The crack-thump analysis that Algeist Nydream did in his video does seem like a reasonable approach, but the conclusion that he comes to at 2:48 seems off-base to me. I spent some time looking at the two examples he gives, the first beginning at 2:41 and the second beginning at 2:55. I paused the video and used the “,” and “.” keys to go back and forth frame-by-frame. In both cases, the graphical results that he is presenting do not match with what he is saying.

In the first case, when the mach cone hits the recorder, his audio cursor is well to the right of the audio spike:

When the first echo hits the recorder, the Audacity cursor is well left of the audio spike:

Same for the second echo:

And when the muzzle blast reaches the recorder, the Audacity cursor is to the right of the audio spike by about the same amount as it was for the the mach cone. So, that’s no surprise. How did he align this clip? He didn’t seem to be using the echos or anything to align it. Weird.

In the second case (trunk shot), the Audacity audio is correctly aligned with the mach cone hitting the recorder:

But when the first echo supposedly hits the recorder, the Audacity cursor is well to the left of the audio spike:

Same for the second echo:

And when the muzzle blast hits, the Audacity cursor does align with the audio spike. So, at least that makes sense.

My takeaway from this is that I’m not impressed by the supposed 0.150 second vs. 0.133 second difference that he is trying to point out here. Is the audio data really clean enough to reliably show a 17 millisecond discrepancy?

At 4:40 he tries to convince us that there are several other recordings on the left side that all support his trunk shot theory. But why didn’t he show us any of that data aside from a few brief, tiny screen shots, like this one:


That’s not a very pretty waveform. Could it be it was a bit challenging to determine the precise crack and boom times from these other recordings?

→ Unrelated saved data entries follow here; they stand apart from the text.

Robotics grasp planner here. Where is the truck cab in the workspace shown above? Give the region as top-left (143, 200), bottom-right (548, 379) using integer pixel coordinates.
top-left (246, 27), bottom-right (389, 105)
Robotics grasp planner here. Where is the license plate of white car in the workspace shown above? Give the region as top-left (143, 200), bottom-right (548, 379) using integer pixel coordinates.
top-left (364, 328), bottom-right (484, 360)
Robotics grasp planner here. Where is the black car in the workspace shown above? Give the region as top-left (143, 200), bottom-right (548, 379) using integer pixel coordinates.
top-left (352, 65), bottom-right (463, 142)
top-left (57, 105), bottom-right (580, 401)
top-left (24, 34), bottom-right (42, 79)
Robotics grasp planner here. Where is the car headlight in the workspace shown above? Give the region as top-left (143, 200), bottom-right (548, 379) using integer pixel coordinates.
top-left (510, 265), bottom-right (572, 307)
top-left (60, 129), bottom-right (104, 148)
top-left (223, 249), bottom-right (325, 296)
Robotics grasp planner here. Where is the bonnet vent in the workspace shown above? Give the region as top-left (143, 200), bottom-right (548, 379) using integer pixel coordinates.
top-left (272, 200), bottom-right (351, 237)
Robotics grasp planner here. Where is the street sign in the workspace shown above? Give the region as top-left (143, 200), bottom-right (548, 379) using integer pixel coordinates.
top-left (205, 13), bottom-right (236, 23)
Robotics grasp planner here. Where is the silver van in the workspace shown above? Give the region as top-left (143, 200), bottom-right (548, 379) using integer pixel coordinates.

Anyway, sorry for going on so long. Back to your original question. With precise enough phone location data and clean enough audio waveforms, I would say “yes” it is possible to differentiate between a trunk shot and a shot at Charlie. However, given the real world uncertainties that come into play here, and how small the difference is in the two paths, I’m going to say I find it unlikely that the data is that good. However, I have not looked at any of the raw audio data myself, so my opinion is just based upon what I’ve seen others present on YouTube.